From just this simple picture, we can already begin to guess at the kind of conditions we expect to find inside atom factories. First notice that the negatively charged electron cloak is held in place by its attraction to the positively charged nucleus (opposites attract, likes repel). We might expect, therefore, that once a nucleus has been made, the electrons will naturally and easily just drop into place as long as the environment isn't so hostile that their relatively weak orbital attachment is broken. By far the most difficult task is to make an atomic nucleus. The problem is this : the nucleus contains positively charged protons which push hard against each other and would certainly blow the nucleus apart if it wasn't for the stronger nuclear glue which binds them together. If we want to build a nucleus from individual protons, we need to throw them together with sufficient force to overcome their mutual repulsion, so they can touch and stick. Conditions which might allow this to happen occur at very high temperatures and densities, where all particles move very fast (high temperature) and collide very frequently (high density). A simple calculation tells us that protons must move at thousands of kilometers per second if they are to make contact in head-on collisions, and such speeds occur only at temperatures between ten million and a billion degrees. Yikes ! Where do we find such extreme temperatures ?! Certainly nowhere on (or even inside) the Earth -- we quickly realise, therefore, that atoms must have been made before the Earth formed. But where ? Telescopes sensitive to X-rays and gamma-rays can locate gas at these super-high temperatures -- do they reveal the atom factories ? The answer is no : although they do see large amounts of very hot gas in intergalactic space, its density is way too low to create new atoms. The atom factories are hidden from us. As you may already know, the conditions at the centres of stars are ideal for the construction of atomic nuclei.

Stellar Furnaces

Deep at the heart of a star, all the weight of the overlying matter presses down with enormous force, creating a very dense gas with as much as a few kilograms crammed into each cubic centimeter.

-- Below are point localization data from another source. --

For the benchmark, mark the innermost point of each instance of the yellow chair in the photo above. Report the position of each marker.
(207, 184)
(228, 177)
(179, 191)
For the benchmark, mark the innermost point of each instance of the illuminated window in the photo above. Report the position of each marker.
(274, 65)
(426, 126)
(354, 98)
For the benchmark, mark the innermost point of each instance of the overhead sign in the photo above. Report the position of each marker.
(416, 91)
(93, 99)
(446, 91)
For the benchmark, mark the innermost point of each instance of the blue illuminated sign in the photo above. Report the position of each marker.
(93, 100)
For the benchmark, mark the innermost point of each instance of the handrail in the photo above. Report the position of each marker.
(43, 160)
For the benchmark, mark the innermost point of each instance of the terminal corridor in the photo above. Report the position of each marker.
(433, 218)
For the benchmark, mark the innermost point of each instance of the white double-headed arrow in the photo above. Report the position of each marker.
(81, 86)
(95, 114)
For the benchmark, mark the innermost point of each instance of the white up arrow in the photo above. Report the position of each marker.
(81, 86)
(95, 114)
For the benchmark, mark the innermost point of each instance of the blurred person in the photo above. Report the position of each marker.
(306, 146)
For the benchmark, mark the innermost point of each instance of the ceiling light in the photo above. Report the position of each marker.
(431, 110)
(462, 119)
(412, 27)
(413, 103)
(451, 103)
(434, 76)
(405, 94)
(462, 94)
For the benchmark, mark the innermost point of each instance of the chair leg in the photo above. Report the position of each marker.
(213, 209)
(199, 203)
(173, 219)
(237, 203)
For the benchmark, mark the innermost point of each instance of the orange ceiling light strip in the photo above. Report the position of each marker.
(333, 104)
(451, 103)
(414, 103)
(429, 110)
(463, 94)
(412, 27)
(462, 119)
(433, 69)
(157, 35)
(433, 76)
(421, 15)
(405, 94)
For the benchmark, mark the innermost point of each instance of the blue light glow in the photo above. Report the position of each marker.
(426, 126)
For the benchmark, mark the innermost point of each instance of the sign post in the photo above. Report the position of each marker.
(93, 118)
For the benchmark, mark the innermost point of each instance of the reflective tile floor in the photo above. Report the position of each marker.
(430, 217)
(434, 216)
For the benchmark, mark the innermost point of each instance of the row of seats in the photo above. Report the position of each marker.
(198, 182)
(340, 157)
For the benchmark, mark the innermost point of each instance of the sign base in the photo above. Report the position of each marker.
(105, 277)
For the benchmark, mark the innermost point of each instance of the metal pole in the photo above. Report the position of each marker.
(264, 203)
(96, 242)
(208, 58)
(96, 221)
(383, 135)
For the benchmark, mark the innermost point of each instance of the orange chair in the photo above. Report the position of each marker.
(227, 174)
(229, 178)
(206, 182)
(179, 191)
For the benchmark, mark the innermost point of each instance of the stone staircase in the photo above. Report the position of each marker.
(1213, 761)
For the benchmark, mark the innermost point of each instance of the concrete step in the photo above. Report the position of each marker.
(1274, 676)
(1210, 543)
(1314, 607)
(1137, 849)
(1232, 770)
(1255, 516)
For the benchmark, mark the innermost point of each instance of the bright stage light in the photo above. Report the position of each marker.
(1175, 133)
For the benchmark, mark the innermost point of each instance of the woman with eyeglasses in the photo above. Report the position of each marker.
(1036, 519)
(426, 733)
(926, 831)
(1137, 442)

In this condition, the gas contains no fully assembled atoms : electrons, protons and nuclei just zoom around independently. Not only is the gas dense, it is also kept extremely hot by the very process we are considering : the construction of new atomic nuclei. When protons collide and stick together, energy is released and it is this energy which keeps the gas sufficiently hot to keep the reaction going. In a very real sense, the heart of a star acts like a huge furnace -- a fuel (lightweight atomic nuclei) ``burns'' giving off heat and leaving ash (heavier atomic nuclei). The heat produced keeps the furnace hot and the fuel burning. In this case the word ``burn'' refers not to the chemical combustion familiar to us in everyday furnaces, but rather to ``thermonuclear fusion'' -- literally, the coming together of atomic nuclei at high temperatures. There are two byproducts of these reactions : heat and heavier atomic nuclei. Lets look at these in turn.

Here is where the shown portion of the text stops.